The normally reclusive cartoonist (except when he has a book out) has made some appearances and given some interviews. The Santa Rosa Press Democrat has a follow-up to his speaking and book signing appearance at the Charles M. Schulz museum last Saturday. Naturally the big topic is his decision to end his Opus Sunday comic strip
Salon.com – one of the exclusive sits to carry the Sunday feature has posted their interview with him. Opus’ finality seems certain. The reasoning, he assures Salon is “anger” about the current political atmosphere and a desire to spend more time on his Children’s books.
Breathed says it’s the anger that led him to close the book on “Opus,” that the increasingly nasty political climate has made it too difficult to keep his strip from drifting into darkness. Breathed has described his work as a hybrid of “Peanuts” creator Charles Schulz’s gentle humor and Michael Moore’s crusading social justice. Perhaps losing touch with his inner Charlie Brown, Breathed has said that “a mad penguin, like a mad cartoonist, isn’t very lovable,” and wants Opus to take his final bow before bitterness changes him forever.
As for Breathed, he says he will turn to other projects, such as his children’s books. His latest, “Pete & Pickles,” is just out, a delightful love story of sorts between a practical pig and a whimsical circus elephant.
And lastly, The Washington Post offers yet another interview in which they discuss the current comic climate.

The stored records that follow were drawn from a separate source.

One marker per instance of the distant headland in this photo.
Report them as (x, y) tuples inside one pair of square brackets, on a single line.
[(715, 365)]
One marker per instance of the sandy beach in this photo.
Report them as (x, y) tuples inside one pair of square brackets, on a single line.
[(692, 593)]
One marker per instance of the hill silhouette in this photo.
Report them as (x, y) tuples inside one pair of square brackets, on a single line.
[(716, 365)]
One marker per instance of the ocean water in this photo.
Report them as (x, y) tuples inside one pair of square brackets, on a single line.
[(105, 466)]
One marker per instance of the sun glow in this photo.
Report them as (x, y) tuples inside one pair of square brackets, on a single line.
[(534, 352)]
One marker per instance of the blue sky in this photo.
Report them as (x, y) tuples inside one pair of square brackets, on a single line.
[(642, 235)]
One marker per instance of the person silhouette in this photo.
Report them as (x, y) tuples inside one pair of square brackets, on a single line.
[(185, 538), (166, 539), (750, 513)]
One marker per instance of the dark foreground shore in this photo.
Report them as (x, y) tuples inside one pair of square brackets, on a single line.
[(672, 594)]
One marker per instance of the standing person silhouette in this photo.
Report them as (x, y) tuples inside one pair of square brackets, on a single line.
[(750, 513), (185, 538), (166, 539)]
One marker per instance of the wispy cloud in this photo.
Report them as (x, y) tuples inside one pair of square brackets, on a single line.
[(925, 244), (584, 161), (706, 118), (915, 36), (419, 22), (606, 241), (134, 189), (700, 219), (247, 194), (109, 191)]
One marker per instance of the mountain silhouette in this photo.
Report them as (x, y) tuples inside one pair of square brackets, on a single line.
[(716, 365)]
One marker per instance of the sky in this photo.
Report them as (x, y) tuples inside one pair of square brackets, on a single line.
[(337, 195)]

Berkeley opines that the last great comic strip character to grace the printed newspaper was Calvin and Hobbes.
MC: Any passionate opinions you’d like to share on cartooning today as a changing business — be it about newspapers, the Web, online animations, books, prime-time TV shows or Pixar-like films? And is there one “best” way today for a cartoonist to have a real voice and reach a worthy audience?

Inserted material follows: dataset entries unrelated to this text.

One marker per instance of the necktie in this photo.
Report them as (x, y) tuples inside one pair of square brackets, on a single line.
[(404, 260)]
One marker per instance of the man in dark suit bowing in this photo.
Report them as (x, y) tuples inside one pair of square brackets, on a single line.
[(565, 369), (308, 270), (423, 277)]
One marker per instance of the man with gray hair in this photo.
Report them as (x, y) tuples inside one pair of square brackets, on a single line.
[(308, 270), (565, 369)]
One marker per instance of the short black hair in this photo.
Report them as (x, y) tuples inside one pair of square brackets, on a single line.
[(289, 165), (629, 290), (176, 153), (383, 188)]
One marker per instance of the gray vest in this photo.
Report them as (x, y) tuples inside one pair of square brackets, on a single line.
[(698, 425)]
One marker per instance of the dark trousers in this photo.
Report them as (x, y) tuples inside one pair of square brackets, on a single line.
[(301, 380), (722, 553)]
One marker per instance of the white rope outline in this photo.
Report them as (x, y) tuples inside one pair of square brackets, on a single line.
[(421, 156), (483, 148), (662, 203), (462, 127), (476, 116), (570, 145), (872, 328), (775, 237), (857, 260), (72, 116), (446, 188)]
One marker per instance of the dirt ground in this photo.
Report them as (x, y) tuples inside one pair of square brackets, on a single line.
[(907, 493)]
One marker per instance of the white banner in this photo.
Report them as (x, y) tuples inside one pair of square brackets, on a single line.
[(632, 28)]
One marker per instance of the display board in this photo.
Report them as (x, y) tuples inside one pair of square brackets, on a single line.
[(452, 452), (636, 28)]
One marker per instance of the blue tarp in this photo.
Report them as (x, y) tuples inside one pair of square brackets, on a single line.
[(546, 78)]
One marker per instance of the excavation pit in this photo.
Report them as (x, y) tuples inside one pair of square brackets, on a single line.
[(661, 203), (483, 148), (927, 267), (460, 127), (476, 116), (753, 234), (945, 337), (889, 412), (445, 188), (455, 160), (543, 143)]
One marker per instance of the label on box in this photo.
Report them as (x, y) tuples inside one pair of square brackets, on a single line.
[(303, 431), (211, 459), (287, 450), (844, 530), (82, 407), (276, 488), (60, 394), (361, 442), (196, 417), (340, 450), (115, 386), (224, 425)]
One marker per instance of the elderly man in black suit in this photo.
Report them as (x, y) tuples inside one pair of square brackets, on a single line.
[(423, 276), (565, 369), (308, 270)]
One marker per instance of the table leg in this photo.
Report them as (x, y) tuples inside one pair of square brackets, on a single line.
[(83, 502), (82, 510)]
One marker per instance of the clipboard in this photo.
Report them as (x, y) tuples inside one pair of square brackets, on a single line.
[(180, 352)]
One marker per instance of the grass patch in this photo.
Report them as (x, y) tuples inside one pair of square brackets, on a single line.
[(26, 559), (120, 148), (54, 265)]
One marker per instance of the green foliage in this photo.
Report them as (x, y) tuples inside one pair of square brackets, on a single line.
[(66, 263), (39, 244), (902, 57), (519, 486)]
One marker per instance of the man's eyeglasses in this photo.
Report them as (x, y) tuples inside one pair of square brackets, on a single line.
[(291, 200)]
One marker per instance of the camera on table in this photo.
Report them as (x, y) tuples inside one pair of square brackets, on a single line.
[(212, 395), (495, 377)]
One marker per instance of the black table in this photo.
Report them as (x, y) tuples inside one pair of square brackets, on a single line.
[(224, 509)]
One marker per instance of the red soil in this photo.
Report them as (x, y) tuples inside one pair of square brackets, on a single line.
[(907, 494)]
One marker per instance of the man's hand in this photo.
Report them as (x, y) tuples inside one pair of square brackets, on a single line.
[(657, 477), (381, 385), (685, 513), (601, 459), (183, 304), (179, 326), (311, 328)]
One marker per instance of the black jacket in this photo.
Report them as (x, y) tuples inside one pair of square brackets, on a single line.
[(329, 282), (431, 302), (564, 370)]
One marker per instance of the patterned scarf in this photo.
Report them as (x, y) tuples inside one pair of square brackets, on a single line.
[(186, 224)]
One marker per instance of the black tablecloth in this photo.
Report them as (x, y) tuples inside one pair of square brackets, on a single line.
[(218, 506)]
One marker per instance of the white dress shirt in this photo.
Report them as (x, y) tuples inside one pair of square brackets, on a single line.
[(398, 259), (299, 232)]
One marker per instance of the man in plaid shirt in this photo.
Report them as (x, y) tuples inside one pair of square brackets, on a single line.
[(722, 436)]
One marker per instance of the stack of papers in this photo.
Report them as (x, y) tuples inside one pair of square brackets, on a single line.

BB: The last newspaper cartoon character invented, destined to be a true, ubiquitous American household word, was done so 23 years ago. Calvin & Hobbes. There have, and will be, no more. This speaks to technology and culture, not talent. As newspapers make their painful transition to Something Else, I don’t see the Comic Page going with them. Not in the way we know it — something allowing the entire nation to be reading the same features at the same time … in the millions.
There will be great cartoons. They will have a fraction of the public profile as in the past. Under a fraction. It will be boutique entertainment. The masses will be elsewhere.